When a friend challenged Brandon Hudson to a dart match five years ago at a Platteville, Wis., bar, Hudson was soundly defeated.
Little did he know, it proved to be a turning point in his life as a simple game turned into so much more.
Hudson and long-time friends Kliff Durham, Ty Bass and Kyle McWilliams claimed first place last week at the National Dart Association’s Team Dart championship in Division 2 team cricket in Las Vegas.
“I went to the bar one time and a friend of mine was playing darts, and I was like, ‘Oh, what’s this game?’’’ Hudson said. “He kinda kicked my butt at first, but from that point on I became obsessed with it and have been practicing for umpteen hours a week. We all started on the low-end skill-wise and now we have just become obsessed and put in the work.”
The friends’ journey to Las Vegas began by competing in a league in the Platteville area in 2016 and their newfound love for the sport couldn’t have come at a better time.

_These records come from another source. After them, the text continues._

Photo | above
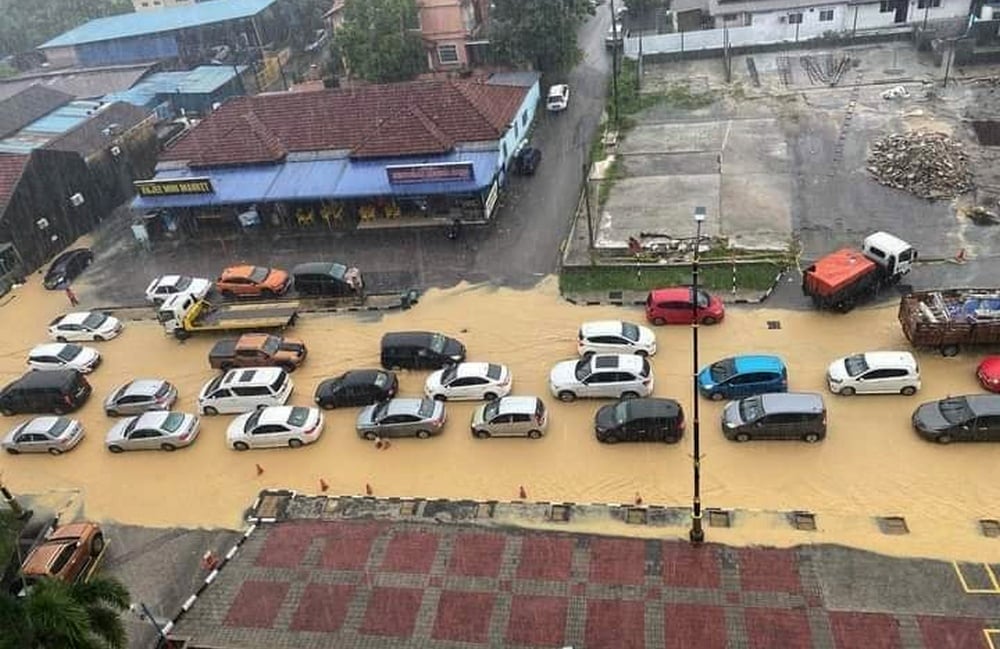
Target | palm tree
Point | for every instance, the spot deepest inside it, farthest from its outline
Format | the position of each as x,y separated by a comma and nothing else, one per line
57,615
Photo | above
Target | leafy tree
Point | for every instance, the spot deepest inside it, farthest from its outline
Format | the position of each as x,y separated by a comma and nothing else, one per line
541,34
28,24
57,615
380,40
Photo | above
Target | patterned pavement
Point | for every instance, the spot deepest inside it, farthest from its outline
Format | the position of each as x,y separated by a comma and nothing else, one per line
372,584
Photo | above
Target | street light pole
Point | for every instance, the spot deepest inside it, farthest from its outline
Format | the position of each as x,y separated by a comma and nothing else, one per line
697,534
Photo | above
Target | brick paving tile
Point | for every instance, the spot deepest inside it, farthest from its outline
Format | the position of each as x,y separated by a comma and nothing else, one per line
545,557
477,555
347,546
690,566
392,612
771,628
692,625
864,630
615,624
322,607
411,552
951,633
537,621
463,616
618,561
257,604
769,570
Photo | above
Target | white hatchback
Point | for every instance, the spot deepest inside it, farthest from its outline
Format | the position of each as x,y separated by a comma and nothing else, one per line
615,337
874,373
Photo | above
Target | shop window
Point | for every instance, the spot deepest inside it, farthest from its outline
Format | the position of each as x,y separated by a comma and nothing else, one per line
448,54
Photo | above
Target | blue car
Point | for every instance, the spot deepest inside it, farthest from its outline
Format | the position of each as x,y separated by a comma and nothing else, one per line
743,376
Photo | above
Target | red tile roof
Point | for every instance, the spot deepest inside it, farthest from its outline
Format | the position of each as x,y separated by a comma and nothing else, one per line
11,168
372,121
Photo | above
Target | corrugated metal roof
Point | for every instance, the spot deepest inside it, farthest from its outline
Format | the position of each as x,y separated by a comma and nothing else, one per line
159,21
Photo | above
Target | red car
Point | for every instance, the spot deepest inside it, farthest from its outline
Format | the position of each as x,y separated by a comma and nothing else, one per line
673,306
988,373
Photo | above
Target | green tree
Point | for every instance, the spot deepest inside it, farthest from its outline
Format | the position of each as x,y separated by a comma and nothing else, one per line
540,34
380,40
57,615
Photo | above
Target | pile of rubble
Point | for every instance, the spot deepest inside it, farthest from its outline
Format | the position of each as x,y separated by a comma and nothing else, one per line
930,165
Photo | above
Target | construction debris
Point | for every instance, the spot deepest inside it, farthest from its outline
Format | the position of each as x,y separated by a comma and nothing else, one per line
930,165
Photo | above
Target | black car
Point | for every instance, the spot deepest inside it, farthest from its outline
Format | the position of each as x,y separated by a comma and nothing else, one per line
971,418
356,388
640,420
65,268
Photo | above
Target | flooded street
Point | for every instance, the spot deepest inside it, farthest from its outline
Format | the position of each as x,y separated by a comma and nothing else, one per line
871,464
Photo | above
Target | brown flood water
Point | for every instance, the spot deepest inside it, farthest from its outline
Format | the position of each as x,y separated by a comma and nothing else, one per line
871,463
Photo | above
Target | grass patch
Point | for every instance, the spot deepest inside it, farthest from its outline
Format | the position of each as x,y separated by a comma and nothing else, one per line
714,277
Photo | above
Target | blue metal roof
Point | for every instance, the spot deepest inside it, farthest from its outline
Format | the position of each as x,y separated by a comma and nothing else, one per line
162,20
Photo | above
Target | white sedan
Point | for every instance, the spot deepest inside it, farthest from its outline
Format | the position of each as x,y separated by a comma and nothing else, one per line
470,381
275,426
84,325
64,356
166,285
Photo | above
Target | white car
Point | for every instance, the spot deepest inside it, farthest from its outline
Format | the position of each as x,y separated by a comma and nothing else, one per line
166,285
275,426
558,98
615,337
470,381
64,356
610,376
84,325
874,373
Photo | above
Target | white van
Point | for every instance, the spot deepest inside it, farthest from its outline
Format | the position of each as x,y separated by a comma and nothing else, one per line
245,389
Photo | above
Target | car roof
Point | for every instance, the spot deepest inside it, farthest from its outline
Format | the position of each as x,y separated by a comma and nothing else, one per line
792,402
758,363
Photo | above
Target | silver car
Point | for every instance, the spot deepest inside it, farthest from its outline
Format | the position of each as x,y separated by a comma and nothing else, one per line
402,418
54,435
139,396
160,430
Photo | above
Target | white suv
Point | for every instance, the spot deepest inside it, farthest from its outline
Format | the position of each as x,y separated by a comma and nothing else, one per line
244,389
615,337
874,373
611,376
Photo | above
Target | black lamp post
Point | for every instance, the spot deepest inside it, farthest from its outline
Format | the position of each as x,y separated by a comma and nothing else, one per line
697,534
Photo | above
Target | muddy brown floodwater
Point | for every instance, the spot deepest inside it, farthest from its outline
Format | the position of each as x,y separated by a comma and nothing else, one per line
871,464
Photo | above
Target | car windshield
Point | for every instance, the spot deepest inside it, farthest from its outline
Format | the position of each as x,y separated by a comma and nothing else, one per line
172,422
94,320
751,409
298,416
259,274
69,352
955,411
855,365
722,370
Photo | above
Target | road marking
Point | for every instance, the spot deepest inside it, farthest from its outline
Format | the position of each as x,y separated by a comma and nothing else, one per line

“When we started, the Platteville league had under 10 teams and we came along and started going to tournaments and everyone was like, ‘Oh, you can actually do something with this game,”’ Hudson said. “We kind of built our league up and last year we had almost two dozen teams playing in the league.”

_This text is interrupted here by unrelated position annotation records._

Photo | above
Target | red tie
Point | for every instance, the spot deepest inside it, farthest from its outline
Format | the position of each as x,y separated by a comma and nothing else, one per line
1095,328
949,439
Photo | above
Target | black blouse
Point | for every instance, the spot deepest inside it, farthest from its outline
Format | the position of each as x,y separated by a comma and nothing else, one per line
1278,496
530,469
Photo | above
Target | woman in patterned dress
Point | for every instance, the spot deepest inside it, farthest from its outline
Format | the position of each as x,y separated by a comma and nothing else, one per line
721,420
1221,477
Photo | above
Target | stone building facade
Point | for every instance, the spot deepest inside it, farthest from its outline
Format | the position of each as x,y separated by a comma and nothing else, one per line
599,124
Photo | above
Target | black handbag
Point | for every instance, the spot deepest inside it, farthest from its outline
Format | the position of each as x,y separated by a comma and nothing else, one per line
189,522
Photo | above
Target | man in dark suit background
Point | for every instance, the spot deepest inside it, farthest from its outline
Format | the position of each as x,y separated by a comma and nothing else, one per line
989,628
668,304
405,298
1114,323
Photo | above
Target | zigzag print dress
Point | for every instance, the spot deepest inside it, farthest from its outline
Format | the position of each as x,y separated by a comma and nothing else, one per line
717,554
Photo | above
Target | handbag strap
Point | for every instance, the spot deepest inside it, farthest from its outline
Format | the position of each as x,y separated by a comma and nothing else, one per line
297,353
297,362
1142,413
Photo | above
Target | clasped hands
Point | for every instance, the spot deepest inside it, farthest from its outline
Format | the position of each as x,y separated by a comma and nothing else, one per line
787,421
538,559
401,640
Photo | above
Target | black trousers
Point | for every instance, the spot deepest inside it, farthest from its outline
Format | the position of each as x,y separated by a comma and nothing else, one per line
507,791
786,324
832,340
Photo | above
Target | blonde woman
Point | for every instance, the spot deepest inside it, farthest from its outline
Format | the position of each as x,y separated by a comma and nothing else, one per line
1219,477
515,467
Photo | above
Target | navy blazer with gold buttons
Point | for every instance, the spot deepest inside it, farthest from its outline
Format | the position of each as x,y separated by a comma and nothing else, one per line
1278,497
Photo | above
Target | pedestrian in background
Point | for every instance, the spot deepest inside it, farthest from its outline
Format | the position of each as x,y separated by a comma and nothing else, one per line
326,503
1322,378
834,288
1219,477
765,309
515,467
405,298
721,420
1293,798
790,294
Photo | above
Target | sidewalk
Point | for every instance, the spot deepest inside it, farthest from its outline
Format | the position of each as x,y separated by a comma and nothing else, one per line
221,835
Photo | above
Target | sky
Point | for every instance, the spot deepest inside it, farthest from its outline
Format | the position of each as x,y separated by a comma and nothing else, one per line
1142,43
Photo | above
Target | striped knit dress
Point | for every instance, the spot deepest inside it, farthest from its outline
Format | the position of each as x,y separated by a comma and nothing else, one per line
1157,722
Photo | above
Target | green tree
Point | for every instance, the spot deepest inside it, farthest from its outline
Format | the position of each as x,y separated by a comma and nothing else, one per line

The idea to try their hand at the Las Vegas national tournament came about just this year. Teams qualify for the event using their scoring averages through an NDA sanctioned league to get placed in a division at the national tournament.
Because the four friends have been so active in the community, they were able to secure some contributions to help offset the entry fees to Las Vegas. Platteville bars The Gym and the Upstairs, as well as area businesses Bovine Mafia and Strictly Shingles contributed money towards the team’s journey.

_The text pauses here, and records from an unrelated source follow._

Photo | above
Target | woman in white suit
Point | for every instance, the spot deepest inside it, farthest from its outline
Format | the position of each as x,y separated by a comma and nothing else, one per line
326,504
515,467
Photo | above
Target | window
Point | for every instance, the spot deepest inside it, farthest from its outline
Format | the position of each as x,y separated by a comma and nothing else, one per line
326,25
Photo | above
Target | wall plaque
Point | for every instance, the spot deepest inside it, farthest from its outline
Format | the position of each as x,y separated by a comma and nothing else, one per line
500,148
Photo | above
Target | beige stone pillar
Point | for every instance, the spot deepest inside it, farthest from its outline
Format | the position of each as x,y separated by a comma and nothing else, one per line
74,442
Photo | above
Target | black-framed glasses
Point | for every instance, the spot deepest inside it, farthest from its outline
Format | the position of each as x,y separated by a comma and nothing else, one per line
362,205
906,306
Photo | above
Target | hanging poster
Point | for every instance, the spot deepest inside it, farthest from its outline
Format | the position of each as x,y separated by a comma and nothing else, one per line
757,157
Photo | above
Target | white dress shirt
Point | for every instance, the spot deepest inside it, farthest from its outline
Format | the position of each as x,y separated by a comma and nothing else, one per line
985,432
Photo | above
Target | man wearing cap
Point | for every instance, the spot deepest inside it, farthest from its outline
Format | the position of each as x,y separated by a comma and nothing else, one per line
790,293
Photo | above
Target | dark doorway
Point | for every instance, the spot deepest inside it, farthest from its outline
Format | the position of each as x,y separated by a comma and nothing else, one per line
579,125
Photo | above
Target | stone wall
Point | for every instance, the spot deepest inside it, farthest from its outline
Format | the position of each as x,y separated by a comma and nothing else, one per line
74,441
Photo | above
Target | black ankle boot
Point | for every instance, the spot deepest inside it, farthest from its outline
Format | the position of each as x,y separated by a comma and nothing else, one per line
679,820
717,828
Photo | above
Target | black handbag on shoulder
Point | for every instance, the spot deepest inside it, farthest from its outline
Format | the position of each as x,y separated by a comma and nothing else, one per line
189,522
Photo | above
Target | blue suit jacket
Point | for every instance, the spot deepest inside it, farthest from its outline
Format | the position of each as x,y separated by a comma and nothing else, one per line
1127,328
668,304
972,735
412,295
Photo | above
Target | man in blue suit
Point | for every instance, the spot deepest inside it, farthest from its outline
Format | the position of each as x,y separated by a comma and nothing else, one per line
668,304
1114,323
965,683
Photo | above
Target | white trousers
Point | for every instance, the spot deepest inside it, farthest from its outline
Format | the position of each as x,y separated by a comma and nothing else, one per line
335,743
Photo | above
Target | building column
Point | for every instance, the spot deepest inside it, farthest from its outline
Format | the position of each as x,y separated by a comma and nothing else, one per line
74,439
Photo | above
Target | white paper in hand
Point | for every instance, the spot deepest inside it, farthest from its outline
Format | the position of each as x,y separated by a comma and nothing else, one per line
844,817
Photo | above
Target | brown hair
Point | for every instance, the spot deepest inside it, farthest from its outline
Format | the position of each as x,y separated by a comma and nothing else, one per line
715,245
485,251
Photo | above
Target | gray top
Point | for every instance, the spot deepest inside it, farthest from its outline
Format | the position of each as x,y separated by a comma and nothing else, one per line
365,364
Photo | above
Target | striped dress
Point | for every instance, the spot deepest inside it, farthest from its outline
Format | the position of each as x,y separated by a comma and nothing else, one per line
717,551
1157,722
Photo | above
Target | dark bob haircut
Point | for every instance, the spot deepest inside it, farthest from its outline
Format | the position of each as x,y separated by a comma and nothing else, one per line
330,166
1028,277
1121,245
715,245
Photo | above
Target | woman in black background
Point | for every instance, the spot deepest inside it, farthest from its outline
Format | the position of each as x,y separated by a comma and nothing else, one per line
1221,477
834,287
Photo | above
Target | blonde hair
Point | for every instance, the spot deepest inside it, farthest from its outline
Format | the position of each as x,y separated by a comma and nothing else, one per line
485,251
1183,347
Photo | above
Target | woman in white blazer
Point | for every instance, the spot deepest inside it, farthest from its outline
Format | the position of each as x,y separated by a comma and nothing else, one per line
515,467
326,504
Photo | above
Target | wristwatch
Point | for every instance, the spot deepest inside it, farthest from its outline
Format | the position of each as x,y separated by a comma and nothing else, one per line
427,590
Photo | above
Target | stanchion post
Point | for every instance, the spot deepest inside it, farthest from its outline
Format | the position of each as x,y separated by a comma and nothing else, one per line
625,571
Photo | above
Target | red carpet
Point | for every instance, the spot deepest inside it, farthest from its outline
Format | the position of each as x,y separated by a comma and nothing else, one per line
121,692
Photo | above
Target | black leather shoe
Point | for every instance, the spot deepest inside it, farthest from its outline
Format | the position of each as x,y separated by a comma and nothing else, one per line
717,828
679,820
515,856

“We just threw a team together and decided to give it a shot against some of the best shooters in the nation,” Hudson said. “Luckily we were able to throw against some of the best shooters to prove ourselves and prove that we’re not just crazy and wasting our time every day.”
Based on their averages, the team known as “Strictly Bulls,” landed in Division 2 of the team cricket tournament, just two levels below the highest masters division, so the competition was quite stiff.
“Some of the teams we played against — they hardly missed,” Hudson said. “We just kept each other pumped up and anytime they did miss, we took advantage and came out on top somehow.”
Hudson said there were definitely some nail-biting moments, but one member of the squad continually came up clutch in Vegas.
“We took a team vote and we decided that Kliff Durham was our team MVP,” Hudson said.
On three separate occasions toward the championship, Durham closed out the match with a bull’s-eye. Had he not come up with the clutch throws, Strictly Bulls’ opponents would have had an easy path to victory each time.
“We voted him the MVP because of the amount of pressure he was under and he never let us down once,” Hudson said. “He hit some huge darts to save us.”
Hudson recalls one of Durham’s match-clinching throws came down to the final dart.
“The other team just needed one bull’s-eye also, so it came down to bull’s-eye vs. bull’s-eye,” he said. “He had three darts to do it and went miss, miss, single bull to win the match. It was tense to say the least.”
Durham’s heroics in crunch time ignited a familiar roar from Hudson.
“When I get pumped up, I always scream, ‘LET’S GO,”’ he said. When we have a big round, I’m always screaming it and they look at me and are like, ‘Oh gosh’ and just shake their heads.”
What astonished Hudson, McWilliams and Bass the most was that Durham did this all without the aid of any liquid encouragement.
“We told him, “‘We don’t know how you do this sober because we were shaking behind you,”’ Hudson remarked. He was just giving us heart attacks, but every time we needed him, he was there for us.”
The team cricket championship was not the only hardware the guys brought home from Las Vegas. Bass and Hudson claimed third place in Division 1 doubles cricket, McWilliams and Durham took first place in Division 6 doubles cricket and the foursome finished fourth overall in team 501.
“To do that well within five years of all of us starting this game is something we are all super proud of,” Hudson said.
While the tournament took up the majority of the trip, the team was able to explore Las Vegas and celebrate their national championship.
“The night we won the championship, we went downtown and let loose a little bit because it was a sigh of relief that we proved to everyone we did what we came to do,” Hudson said. “All four of us guys let loose a little bit and had one or two too many of those rum-slushies.”
It’s safe to assume that since the team’s inaugural trip to Las Vegas resulted in a championship, Strictly Bulls will be back next year to defend its title.
“Oh yeah,” Hudson said. “We already have it planned for next year.”